By Setting up Intersight, you will gain the following functionality:

  • ND cluster provides access to Intersight for applications
  • NI will use Intersight to update Bug/PSIRT/Recommendations

You can learn more about Intersight by going to the following CCO documentation:  Cisco Intersight Overview

To Setup Intersight, first log into ND UI.  Then go to system Overview and click on “Setup Intersight”

Figure 49

Verify that “Device ID” and “Claim ID” show up.  If not, Click on Settings:

Figure 50

Make sure:

  • Device Connector is on
  • Choose Read-Only or Allow Control
  • Choose Auto Update
Figure 51

If the settings are correct and if your connectivity is good, then “Device ID and “Claim ID” should show up. 

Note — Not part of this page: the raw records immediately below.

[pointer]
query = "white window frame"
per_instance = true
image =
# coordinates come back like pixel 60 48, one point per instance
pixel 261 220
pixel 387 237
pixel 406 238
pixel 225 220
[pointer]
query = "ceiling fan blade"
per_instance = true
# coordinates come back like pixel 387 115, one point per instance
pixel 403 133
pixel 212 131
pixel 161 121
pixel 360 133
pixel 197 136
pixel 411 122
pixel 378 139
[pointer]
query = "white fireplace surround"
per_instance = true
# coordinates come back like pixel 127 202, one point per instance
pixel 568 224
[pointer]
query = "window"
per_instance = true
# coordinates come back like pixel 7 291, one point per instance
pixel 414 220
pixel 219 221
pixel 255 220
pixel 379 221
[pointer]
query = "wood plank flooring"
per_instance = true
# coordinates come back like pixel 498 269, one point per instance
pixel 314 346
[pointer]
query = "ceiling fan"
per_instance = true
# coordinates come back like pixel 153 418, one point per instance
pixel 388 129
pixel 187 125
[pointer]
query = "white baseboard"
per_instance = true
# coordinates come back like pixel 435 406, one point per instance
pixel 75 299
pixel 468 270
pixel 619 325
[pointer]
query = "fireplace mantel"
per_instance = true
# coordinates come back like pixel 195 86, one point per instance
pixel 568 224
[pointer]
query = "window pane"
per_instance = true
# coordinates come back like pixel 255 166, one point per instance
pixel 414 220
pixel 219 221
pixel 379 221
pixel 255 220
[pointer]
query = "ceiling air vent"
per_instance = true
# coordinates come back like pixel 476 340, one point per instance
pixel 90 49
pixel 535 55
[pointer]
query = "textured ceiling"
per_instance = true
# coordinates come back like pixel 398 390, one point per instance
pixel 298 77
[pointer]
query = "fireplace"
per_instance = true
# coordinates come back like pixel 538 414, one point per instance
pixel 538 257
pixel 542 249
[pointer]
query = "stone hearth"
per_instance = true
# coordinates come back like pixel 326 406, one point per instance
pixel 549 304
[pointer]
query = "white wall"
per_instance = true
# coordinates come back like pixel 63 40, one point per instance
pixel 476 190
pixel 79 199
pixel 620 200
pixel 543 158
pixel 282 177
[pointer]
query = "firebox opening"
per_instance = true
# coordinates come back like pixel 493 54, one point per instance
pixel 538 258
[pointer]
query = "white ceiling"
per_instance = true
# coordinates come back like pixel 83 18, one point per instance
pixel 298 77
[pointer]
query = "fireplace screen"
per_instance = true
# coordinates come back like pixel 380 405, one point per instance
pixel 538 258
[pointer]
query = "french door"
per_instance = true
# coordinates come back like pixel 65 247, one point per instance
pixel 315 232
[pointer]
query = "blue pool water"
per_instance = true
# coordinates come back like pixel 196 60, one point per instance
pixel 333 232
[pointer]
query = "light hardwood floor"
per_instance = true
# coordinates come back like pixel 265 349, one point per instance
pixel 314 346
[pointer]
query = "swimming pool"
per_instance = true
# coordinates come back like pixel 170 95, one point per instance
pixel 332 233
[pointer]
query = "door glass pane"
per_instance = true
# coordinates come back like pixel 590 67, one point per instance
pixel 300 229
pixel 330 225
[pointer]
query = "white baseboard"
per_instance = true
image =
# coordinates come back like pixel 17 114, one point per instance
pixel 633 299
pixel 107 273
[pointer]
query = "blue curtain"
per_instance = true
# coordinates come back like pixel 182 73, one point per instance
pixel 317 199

Next, Click on Intersight.

Figure 52

If you have an Intersight account, log in.  If not, create one.

Figure 53

Once you are in, Click on “Target” and “Claim a new Target”

Figure 54

Next, Click on “Cisco Nexus Dashboard”

Figure 55

Copy the “Device ID” and “Claim Code” from ND UI and paste it in here.

Figure 56

You will now see that the ND cluster has been claimed in Intersight.

 

Figure 57

If you double click on that entry, you will see that all the Nodes in the ND Cluster has been claimed.

Figure 58

List Of Useful cli Commands From ssh Terminal On ND:

Cluster Troubleshooting:
acs health — displays cluster health information and any existing issues. (for more details acs health -d)
acs cluster config — displays cluster configuration.
acs cluster masters — displays master nodes configuration.
acs cluster workers — displays worker nodes configuration.
acs cluster standbys — displays standby nodes configuration.
acs techsupport collect — collects Tech Support information.
acs version — returns the Nexus Dashboard version.

Resetting Devices:
acs reboot — reboots the node.
acs reboot clean — removes all data for Nexus Dashboard and applications, but preserves the Nexus Dashboard bootstrap configuration and pod images.
When you first bring up your Nexus Dashboard cluster, initial deployment process installs all required pod images. Retaining pod images will speed up cluster bring up after reboot.
acs reboot clean-wipe — removes all data for Nexus Dashboard and applications including application images, but preserves the Nexus Dashboard bootstrap configuration.
When the cluster boots up again, pod images will be re-installed.
acs reboot factory-reset — removes all data for Nexus Dashboard and applications including cluster bootstrap configuration, but preserves application images.
When you first bring up your Nexus Dashboard cluster, initial deployment process installs all required pod images. Retaining pod images will speed up cluster bring up.
acs reboot factory-wipe — removes all data for Nexus Dashboard and applications, including application images and cluster bootstrap configuration.
When the cluster boots up again, the pod images will be re-installed.

Conclusion:

Nexus Dashboard is the Next Genration Deluxe Version of SE.  Nexus Dashboard has a microservice based architecture that gives you a single pane of glass for orchestration, visibility, telemetry and troubleshooting your fabric end to end.  Cisco Nexus Dashboard is massively scalable, easy to install and operate. It has very high availability given that it is K8s based and has multiple masters.  You can scale horizontally when needed and add 4 additional worker nodes and 2 standby nodes.  Cisco Nexus Dashboard can host approved 3rd part apps also.  Cisco Nexus Dashboard is more than ACI.  It also supports DCNM fabrics.